Everyone knew the lad from the unhealthy look of his dull, copper-tinged hair and the high, raspy sound of his voice. The hair was discolored from a lack of nutrition and the voice had developed from an infancy of wailing for a mother who never responded. The combination should have killed the child before he was a toddler, but some impossible gift for self-preservation had saved him for the streets.
“Come on, then, Michael,” big Jack yelped into Byrne’s ear while grabbin
g him by the coat sleeve. “Screechy says the Five Points boys are havin’ it out with the Alphabet City Gang over in Tompkins Square Park.”
Screechy. Every time Byrne saw the kid he thought of Danny, the same feral nosiness, the same lust for everything in the streets and how it worked, especially the ways of the cons, the hooks, the pickpockets and hustlers. Screechy was Danny fifteen years ago, and like Danny, he had the ability to pull you into a place you shouldn’t be going.
Most of Byrne’s troupe was already started out the door, reinforced by their drunken buzz, following after the smell of adrenaline and violence.

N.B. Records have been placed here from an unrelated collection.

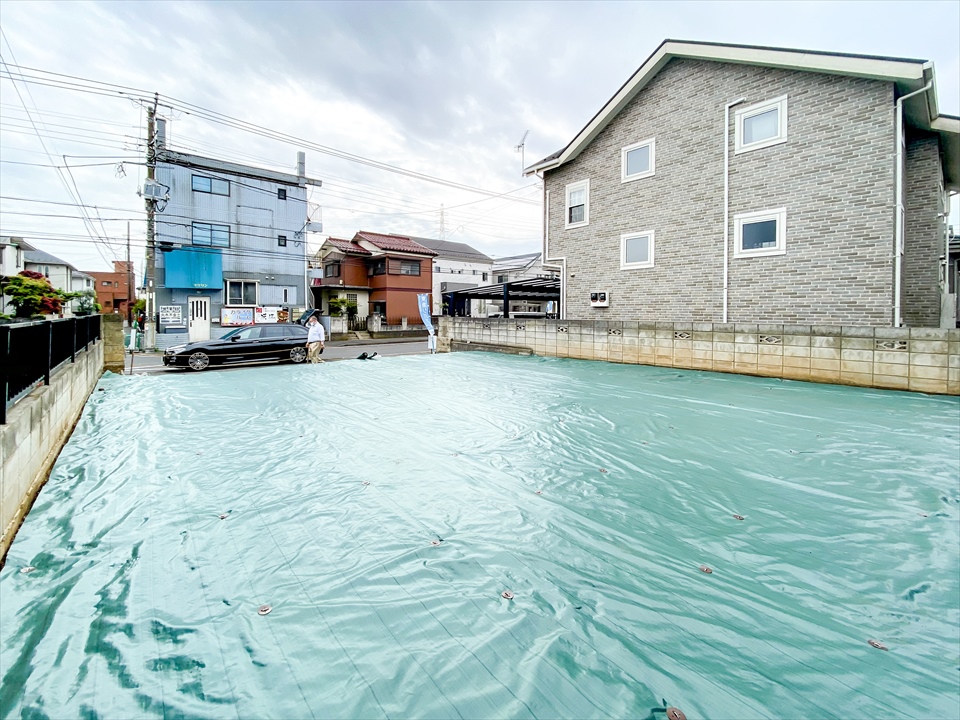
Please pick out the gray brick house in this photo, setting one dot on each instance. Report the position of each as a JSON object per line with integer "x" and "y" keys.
{"x": 730, "y": 183}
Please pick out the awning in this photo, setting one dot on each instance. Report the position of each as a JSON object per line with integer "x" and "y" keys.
{"x": 529, "y": 289}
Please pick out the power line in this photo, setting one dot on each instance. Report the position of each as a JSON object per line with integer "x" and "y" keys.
{"x": 103, "y": 88}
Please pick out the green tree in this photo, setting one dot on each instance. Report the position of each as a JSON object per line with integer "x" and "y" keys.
{"x": 30, "y": 294}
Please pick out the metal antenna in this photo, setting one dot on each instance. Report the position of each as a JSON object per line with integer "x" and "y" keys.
{"x": 519, "y": 149}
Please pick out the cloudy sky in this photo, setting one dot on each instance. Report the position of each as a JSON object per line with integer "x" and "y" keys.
{"x": 445, "y": 90}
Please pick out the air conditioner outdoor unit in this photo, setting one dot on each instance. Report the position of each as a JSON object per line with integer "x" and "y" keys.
{"x": 601, "y": 298}
{"x": 153, "y": 191}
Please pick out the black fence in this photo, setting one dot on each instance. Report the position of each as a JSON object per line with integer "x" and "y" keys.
{"x": 30, "y": 352}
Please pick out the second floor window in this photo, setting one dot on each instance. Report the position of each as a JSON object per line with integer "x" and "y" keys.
{"x": 241, "y": 292}
{"x": 214, "y": 186}
{"x": 212, "y": 235}
{"x": 578, "y": 204}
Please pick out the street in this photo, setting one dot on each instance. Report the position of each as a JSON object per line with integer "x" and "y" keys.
{"x": 338, "y": 350}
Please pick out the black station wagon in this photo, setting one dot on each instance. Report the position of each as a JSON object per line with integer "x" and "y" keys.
{"x": 251, "y": 343}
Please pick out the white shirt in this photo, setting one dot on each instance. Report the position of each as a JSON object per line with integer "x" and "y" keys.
{"x": 315, "y": 333}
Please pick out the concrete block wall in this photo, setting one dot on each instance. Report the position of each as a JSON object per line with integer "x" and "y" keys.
{"x": 37, "y": 428}
{"x": 920, "y": 359}
{"x": 834, "y": 176}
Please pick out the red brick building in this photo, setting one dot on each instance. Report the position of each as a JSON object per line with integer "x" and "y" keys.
{"x": 381, "y": 273}
{"x": 116, "y": 290}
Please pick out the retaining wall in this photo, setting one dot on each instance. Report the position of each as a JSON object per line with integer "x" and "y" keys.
{"x": 921, "y": 359}
{"x": 37, "y": 428}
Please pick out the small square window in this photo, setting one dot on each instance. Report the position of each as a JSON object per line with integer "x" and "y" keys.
{"x": 636, "y": 250}
{"x": 577, "y": 204}
{"x": 761, "y": 125}
{"x": 637, "y": 160}
{"x": 760, "y": 233}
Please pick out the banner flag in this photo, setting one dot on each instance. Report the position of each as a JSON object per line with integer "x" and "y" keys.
{"x": 423, "y": 302}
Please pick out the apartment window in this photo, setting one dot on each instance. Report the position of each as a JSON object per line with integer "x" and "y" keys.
{"x": 578, "y": 204}
{"x": 636, "y": 250}
{"x": 241, "y": 292}
{"x": 212, "y": 235}
{"x": 214, "y": 186}
{"x": 637, "y": 161}
{"x": 760, "y": 233}
{"x": 761, "y": 125}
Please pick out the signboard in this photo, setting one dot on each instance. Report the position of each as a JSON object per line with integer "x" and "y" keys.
{"x": 171, "y": 315}
{"x": 266, "y": 314}
{"x": 236, "y": 316}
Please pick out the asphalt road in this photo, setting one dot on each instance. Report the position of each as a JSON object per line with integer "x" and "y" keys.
{"x": 153, "y": 362}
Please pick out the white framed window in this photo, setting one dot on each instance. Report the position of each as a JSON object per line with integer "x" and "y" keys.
{"x": 577, "y": 205}
{"x": 212, "y": 235}
{"x": 214, "y": 186}
{"x": 242, "y": 292}
{"x": 760, "y": 233}
{"x": 638, "y": 160}
{"x": 761, "y": 125}
{"x": 636, "y": 250}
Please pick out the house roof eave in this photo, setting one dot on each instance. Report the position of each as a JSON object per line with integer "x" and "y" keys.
{"x": 907, "y": 74}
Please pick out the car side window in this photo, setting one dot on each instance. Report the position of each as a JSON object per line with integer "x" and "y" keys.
{"x": 248, "y": 334}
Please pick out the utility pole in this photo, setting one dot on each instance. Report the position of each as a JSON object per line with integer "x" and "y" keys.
{"x": 150, "y": 328}
{"x": 129, "y": 281}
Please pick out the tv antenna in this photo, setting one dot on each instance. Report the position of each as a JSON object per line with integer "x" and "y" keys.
{"x": 519, "y": 149}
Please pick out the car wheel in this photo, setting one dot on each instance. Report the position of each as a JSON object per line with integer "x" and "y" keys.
{"x": 199, "y": 361}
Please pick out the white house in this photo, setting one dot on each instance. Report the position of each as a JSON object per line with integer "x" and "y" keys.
{"x": 12, "y": 262}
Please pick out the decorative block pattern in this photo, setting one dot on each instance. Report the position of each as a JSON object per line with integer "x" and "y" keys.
{"x": 920, "y": 359}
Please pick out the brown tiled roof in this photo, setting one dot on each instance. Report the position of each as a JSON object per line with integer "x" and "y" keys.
{"x": 398, "y": 243}
{"x": 348, "y": 246}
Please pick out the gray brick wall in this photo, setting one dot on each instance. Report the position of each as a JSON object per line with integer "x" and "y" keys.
{"x": 923, "y": 231}
{"x": 834, "y": 176}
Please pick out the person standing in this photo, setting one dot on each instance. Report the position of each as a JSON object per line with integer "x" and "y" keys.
{"x": 315, "y": 339}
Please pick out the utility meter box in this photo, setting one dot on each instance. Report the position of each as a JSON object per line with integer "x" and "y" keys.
{"x": 601, "y": 298}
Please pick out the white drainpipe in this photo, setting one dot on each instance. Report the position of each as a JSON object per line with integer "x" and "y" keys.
{"x": 562, "y": 267}
{"x": 898, "y": 225}
{"x": 726, "y": 203}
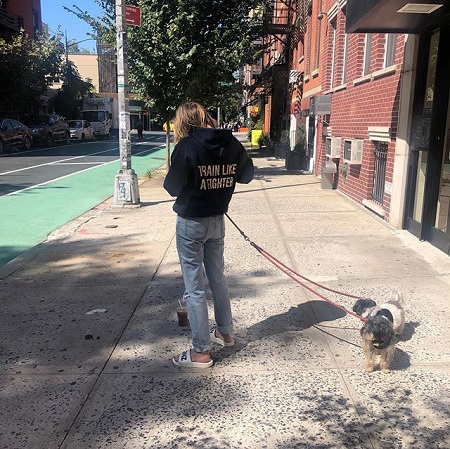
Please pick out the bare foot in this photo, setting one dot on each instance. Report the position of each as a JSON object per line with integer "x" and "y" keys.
{"x": 227, "y": 338}
{"x": 200, "y": 357}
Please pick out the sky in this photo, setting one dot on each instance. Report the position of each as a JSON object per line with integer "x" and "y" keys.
{"x": 53, "y": 14}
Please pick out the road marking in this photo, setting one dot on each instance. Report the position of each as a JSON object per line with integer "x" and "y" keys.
{"x": 56, "y": 162}
{"x": 66, "y": 176}
{"x": 78, "y": 163}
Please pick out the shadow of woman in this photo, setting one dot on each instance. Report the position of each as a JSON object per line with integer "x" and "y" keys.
{"x": 298, "y": 318}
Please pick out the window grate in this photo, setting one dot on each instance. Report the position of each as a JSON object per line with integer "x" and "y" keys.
{"x": 379, "y": 172}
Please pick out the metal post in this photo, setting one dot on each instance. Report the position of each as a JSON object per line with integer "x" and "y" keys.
{"x": 126, "y": 188}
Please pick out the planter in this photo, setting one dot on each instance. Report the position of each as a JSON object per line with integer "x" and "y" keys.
{"x": 256, "y": 133}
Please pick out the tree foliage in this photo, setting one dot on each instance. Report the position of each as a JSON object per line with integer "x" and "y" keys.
{"x": 27, "y": 69}
{"x": 184, "y": 50}
{"x": 69, "y": 99}
{"x": 188, "y": 51}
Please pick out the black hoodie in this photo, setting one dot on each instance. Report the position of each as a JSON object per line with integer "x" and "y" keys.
{"x": 205, "y": 167}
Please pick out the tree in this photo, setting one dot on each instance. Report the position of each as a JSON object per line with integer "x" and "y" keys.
{"x": 188, "y": 51}
{"x": 69, "y": 99}
{"x": 27, "y": 69}
{"x": 185, "y": 50}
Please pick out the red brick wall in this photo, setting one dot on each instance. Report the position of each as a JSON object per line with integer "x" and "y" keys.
{"x": 355, "y": 107}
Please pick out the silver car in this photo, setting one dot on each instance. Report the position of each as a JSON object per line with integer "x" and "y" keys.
{"x": 81, "y": 130}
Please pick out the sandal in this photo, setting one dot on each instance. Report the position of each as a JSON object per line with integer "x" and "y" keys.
{"x": 184, "y": 359}
{"x": 220, "y": 341}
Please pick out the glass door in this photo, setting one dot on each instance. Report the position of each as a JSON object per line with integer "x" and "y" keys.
{"x": 427, "y": 207}
{"x": 441, "y": 230}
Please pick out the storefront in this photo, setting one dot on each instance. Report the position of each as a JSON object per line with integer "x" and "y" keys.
{"x": 426, "y": 209}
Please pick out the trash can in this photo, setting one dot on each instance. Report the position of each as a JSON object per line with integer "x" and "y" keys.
{"x": 328, "y": 171}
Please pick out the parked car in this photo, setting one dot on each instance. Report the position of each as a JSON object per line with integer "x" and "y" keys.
{"x": 81, "y": 130}
{"x": 48, "y": 129}
{"x": 13, "y": 134}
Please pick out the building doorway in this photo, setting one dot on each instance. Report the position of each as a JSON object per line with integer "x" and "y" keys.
{"x": 427, "y": 206}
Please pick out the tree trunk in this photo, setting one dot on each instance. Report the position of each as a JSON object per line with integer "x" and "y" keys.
{"x": 167, "y": 146}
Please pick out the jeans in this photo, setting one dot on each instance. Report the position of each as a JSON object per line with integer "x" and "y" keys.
{"x": 200, "y": 244}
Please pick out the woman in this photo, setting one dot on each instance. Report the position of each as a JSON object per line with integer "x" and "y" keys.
{"x": 205, "y": 166}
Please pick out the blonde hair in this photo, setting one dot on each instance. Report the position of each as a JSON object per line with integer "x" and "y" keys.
{"x": 189, "y": 116}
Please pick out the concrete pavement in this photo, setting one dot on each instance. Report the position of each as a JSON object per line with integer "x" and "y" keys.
{"x": 88, "y": 328}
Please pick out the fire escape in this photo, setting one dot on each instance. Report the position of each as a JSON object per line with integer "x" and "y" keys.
{"x": 10, "y": 24}
{"x": 283, "y": 27}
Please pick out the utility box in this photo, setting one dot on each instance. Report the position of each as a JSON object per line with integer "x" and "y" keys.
{"x": 126, "y": 189}
{"x": 329, "y": 169}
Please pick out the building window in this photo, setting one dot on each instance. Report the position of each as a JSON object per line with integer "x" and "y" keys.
{"x": 308, "y": 48}
{"x": 35, "y": 23}
{"x": 379, "y": 173}
{"x": 389, "y": 50}
{"x": 367, "y": 52}
{"x": 333, "y": 54}
{"x": 344, "y": 60}
{"x": 319, "y": 32}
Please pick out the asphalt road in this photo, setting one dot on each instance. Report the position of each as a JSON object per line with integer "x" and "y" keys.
{"x": 44, "y": 188}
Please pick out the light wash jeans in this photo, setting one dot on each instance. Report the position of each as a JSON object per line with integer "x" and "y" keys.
{"x": 200, "y": 243}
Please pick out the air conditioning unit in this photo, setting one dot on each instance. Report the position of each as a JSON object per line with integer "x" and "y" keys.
{"x": 353, "y": 151}
{"x": 333, "y": 147}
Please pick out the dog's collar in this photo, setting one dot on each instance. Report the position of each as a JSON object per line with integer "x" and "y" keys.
{"x": 383, "y": 343}
{"x": 385, "y": 313}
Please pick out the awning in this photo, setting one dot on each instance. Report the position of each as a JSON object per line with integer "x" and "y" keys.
{"x": 395, "y": 16}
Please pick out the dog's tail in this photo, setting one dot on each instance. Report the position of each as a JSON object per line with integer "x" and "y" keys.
{"x": 397, "y": 296}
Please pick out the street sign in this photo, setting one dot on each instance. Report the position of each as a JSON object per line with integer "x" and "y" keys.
{"x": 133, "y": 15}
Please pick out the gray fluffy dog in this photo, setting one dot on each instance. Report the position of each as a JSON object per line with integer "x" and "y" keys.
{"x": 384, "y": 323}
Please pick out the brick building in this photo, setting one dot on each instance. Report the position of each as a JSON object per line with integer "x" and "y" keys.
{"x": 370, "y": 81}
{"x": 20, "y": 14}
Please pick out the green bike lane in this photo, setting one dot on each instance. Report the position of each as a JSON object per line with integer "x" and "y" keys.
{"x": 28, "y": 217}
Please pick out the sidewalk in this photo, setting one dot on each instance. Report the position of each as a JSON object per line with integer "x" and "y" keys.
{"x": 88, "y": 328}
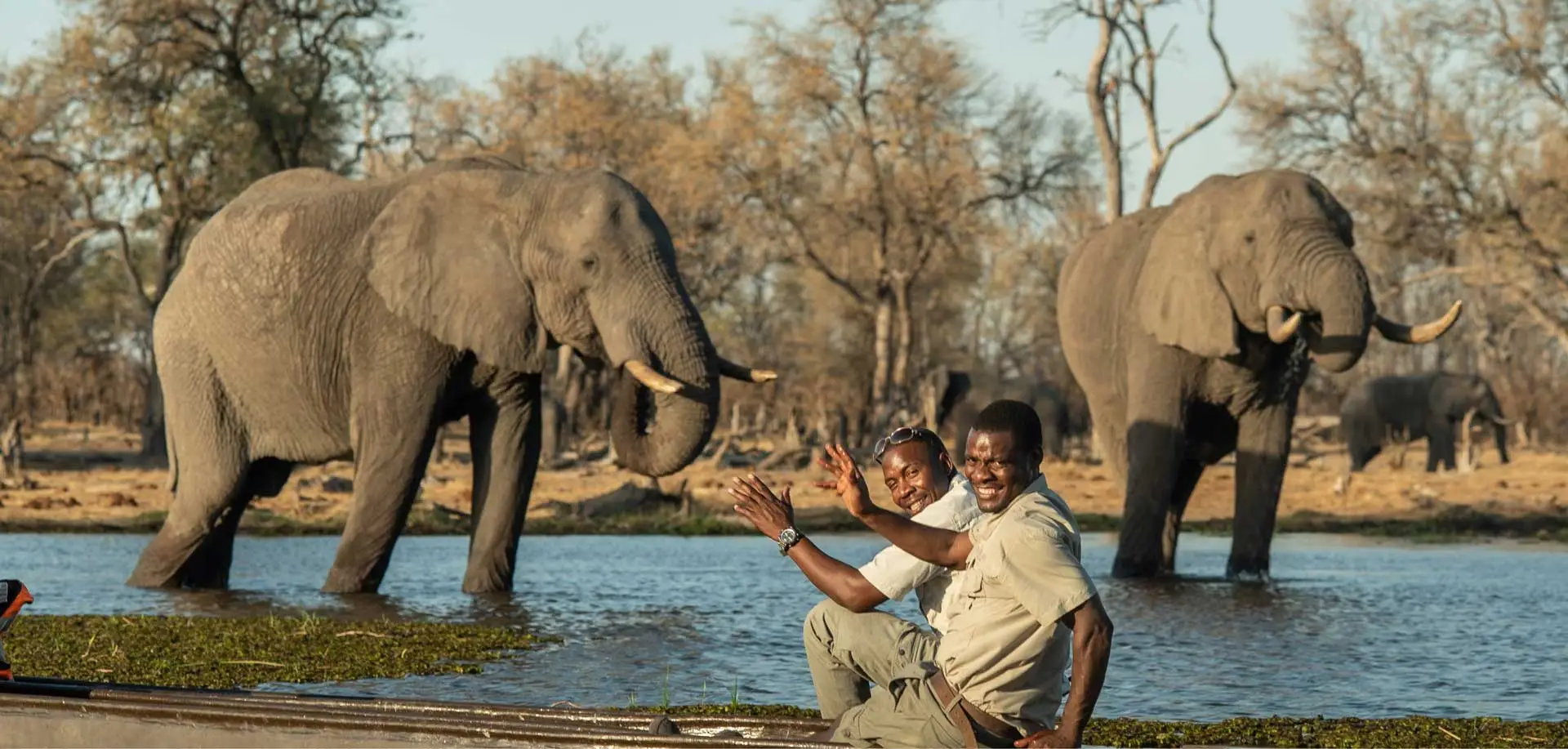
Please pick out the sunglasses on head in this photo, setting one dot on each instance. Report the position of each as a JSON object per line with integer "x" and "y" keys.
{"x": 899, "y": 438}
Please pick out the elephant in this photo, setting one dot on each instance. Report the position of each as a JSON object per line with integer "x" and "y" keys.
{"x": 1191, "y": 328}
{"x": 322, "y": 319}
{"x": 963, "y": 399}
{"x": 1421, "y": 406}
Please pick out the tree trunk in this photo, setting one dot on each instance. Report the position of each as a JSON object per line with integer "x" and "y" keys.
{"x": 903, "y": 326}
{"x": 1097, "y": 93}
{"x": 154, "y": 442}
{"x": 882, "y": 346}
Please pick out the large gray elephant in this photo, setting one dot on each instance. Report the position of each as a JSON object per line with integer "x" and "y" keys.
{"x": 1426, "y": 406}
{"x": 1191, "y": 328}
{"x": 322, "y": 319}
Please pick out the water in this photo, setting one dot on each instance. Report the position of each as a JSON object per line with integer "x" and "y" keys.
{"x": 1351, "y": 627}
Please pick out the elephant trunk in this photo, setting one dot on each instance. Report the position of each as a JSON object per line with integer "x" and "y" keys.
{"x": 1343, "y": 300}
{"x": 666, "y": 402}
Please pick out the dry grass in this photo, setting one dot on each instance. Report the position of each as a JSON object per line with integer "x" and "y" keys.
{"x": 90, "y": 475}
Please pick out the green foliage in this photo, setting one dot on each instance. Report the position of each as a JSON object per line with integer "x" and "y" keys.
{"x": 1293, "y": 732}
{"x": 209, "y": 653}
{"x": 1327, "y": 732}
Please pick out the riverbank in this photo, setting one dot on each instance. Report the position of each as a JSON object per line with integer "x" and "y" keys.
{"x": 85, "y": 479}
{"x": 226, "y": 653}
{"x": 242, "y": 653}
{"x": 1452, "y": 524}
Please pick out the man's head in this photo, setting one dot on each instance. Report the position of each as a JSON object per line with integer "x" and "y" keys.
{"x": 1002, "y": 455}
{"x": 916, "y": 467}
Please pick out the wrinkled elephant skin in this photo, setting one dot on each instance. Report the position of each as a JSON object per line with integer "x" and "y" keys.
{"x": 320, "y": 319}
{"x": 1191, "y": 328}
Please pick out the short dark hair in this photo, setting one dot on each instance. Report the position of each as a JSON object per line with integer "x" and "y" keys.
{"x": 1017, "y": 419}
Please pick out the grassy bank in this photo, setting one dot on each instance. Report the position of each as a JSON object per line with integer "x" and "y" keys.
{"x": 1294, "y": 732}
{"x": 221, "y": 653}
{"x": 1457, "y": 522}
{"x": 203, "y": 653}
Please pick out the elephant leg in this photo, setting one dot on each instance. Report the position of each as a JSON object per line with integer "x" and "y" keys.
{"x": 1155, "y": 452}
{"x": 1186, "y": 481}
{"x": 392, "y": 441}
{"x": 1361, "y": 455}
{"x": 504, "y": 438}
{"x": 1263, "y": 445}
{"x": 209, "y": 486}
{"x": 1440, "y": 445}
{"x": 209, "y": 564}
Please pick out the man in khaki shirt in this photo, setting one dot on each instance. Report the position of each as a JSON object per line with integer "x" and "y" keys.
{"x": 1026, "y": 607}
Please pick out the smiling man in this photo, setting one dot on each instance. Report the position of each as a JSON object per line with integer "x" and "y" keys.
{"x": 1022, "y": 610}
{"x": 927, "y": 488}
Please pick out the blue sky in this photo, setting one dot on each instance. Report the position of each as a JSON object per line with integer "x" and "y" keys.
{"x": 468, "y": 38}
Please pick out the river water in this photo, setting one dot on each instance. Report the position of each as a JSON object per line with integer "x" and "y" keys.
{"x": 1349, "y": 627}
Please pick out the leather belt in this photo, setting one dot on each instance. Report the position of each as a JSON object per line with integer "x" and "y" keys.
{"x": 966, "y": 715}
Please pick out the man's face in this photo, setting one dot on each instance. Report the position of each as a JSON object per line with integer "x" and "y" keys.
{"x": 998, "y": 470}
{"x": 916, "y": 474}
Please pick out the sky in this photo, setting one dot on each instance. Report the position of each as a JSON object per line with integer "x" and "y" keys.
{"x": 470, "y": 38}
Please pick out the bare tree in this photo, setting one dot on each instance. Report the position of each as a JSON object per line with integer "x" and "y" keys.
{"x": 1126, "y": 61}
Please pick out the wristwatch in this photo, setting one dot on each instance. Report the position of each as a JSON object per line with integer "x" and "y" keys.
{"x": 787, "y": 537}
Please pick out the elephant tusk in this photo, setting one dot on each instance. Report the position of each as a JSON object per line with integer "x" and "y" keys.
{"x": 733, "y": 370}
{"x": 651, "y": 378}
{"x": 1424, "y": 332}
{"x": 1281, "y": 328}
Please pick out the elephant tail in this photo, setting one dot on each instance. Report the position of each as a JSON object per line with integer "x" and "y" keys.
{"x": 175, "y": 458}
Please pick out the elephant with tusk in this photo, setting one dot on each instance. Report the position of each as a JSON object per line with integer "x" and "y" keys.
{"x": 1426, "y": 406}
{"x": 322, "y": 319}
{"x": 1191, "y": 328}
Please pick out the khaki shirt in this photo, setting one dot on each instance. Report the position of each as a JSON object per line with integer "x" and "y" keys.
{"x": 1004, "y": 649}
{"x": 894, "y": 573}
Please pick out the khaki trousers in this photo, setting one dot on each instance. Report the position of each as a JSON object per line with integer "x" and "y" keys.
{"x": 847, "y": 653}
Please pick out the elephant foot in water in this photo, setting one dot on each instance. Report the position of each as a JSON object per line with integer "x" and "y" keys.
{"x": 1247, "y": 573}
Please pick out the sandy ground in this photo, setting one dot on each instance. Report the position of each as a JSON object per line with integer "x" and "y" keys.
{"x": 83, "y": 474}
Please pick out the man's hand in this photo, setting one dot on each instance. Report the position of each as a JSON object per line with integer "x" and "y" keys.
{"x": 849, "y": 483}
{"x": 1049, "y": 737}
{"x": 758, "y": 505}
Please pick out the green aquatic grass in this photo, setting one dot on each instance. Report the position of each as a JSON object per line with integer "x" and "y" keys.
{"x": 220, "y": 653}
{"x": 1330, "y": 732}
{"x": 206, "y": 653}
{"x": 1286, "y": 732}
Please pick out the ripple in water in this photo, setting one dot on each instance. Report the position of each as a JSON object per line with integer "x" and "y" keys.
{"x": 1348, "y": 627}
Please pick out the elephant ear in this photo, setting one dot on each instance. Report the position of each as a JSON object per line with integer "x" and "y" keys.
{"x": 1179, "y": 296}
{"x": 441, "y": 257}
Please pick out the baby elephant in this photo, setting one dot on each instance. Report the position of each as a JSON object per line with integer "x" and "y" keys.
{"x": 1423, "y": 406}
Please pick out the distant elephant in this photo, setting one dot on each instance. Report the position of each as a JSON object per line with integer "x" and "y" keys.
{"x": 964, "y": 399}
{"x": 322, "y": 319}
{"x": 1423, "y": 406}
{"x": 1191, "y": 328}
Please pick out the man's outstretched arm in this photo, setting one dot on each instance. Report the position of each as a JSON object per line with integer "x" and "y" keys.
{"x": 1092, "y": 632}
{"x": 925, "y": 542}
{"x": 770, "y": 515}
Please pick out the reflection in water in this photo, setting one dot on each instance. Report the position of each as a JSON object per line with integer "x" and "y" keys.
{"x": 1346, "y": 627}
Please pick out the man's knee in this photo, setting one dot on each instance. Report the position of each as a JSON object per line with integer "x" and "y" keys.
{"x": 821, "y": 624}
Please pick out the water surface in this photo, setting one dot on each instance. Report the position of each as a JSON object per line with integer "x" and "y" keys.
{"x": 1351, "y": 627}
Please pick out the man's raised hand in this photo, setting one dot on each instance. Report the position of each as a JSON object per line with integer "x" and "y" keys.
{"x": 849, "y": 483}
{"x": 767, "y": 513}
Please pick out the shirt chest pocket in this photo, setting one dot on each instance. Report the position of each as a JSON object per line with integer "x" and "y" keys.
{"x": 976, "y": 586}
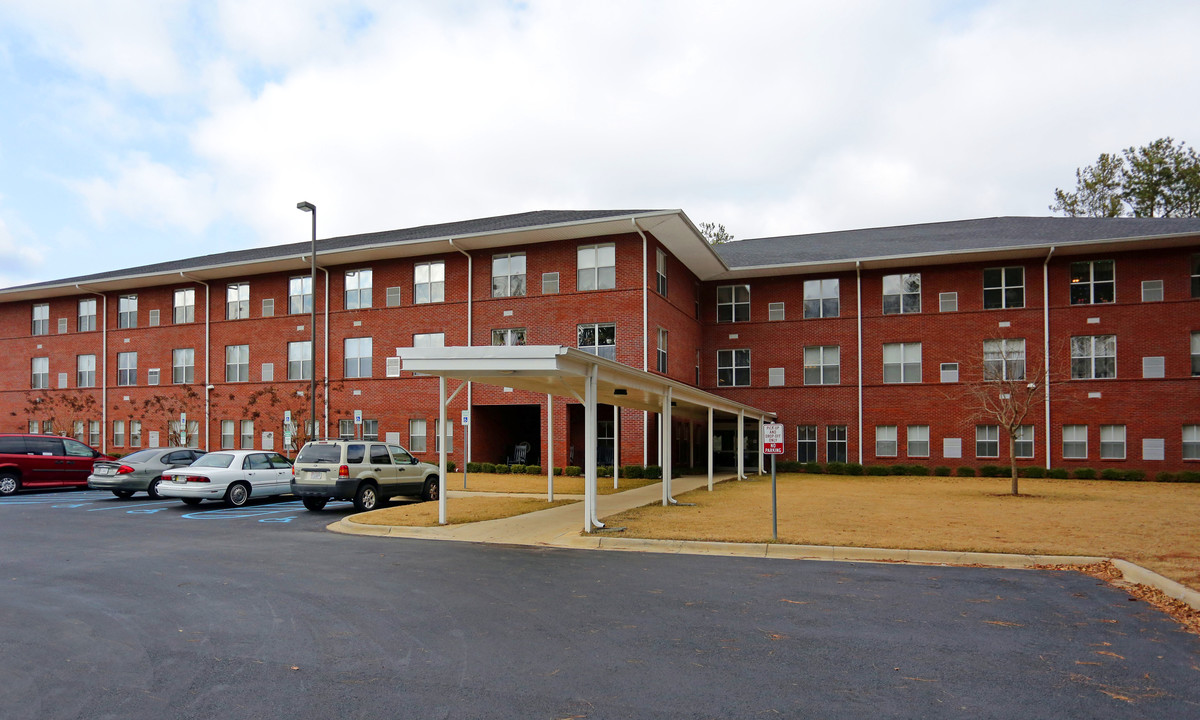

When Byrne hesitated, his old friend gave him that practiced look of impish amusement. “Just for a look-see, eh? Not that we have to get into it, you know?”
Out in the street the cold hit them all in the face. It had been near fifty degrees inside McSorely’s, the place being heated by a single fireplace and the body temperature of a couple dozen men, but out here the temperature was below freezing and the lot of them thrust their hands into pockets and moved more or less as a group down Seventh Street east toward the park. By the time they’d reached Second Avenue and passed under the El the frosty air had sobered Byrne enough to start him second-guessing his decision to come along. In the light of the dim electric lamps on the avenue he could see the plume of his own breath and feel the hairs inside his nose crinkle with cold.
“What the hell, Brennan,” he said, “has happened to my going away party?”
Half said in jest, the comment seemed to float in the darkness over his big friend’s head as they made their way down the next block. Brennan’s nose was up in the air as if sniffing at a trail to a feast. The big man stayed quiet, matching the quick steps of their group ahead until they crossed First Avenue and heard a human howling in the distance. From his higher vantage point, Brennan spotted torch flames in the distance.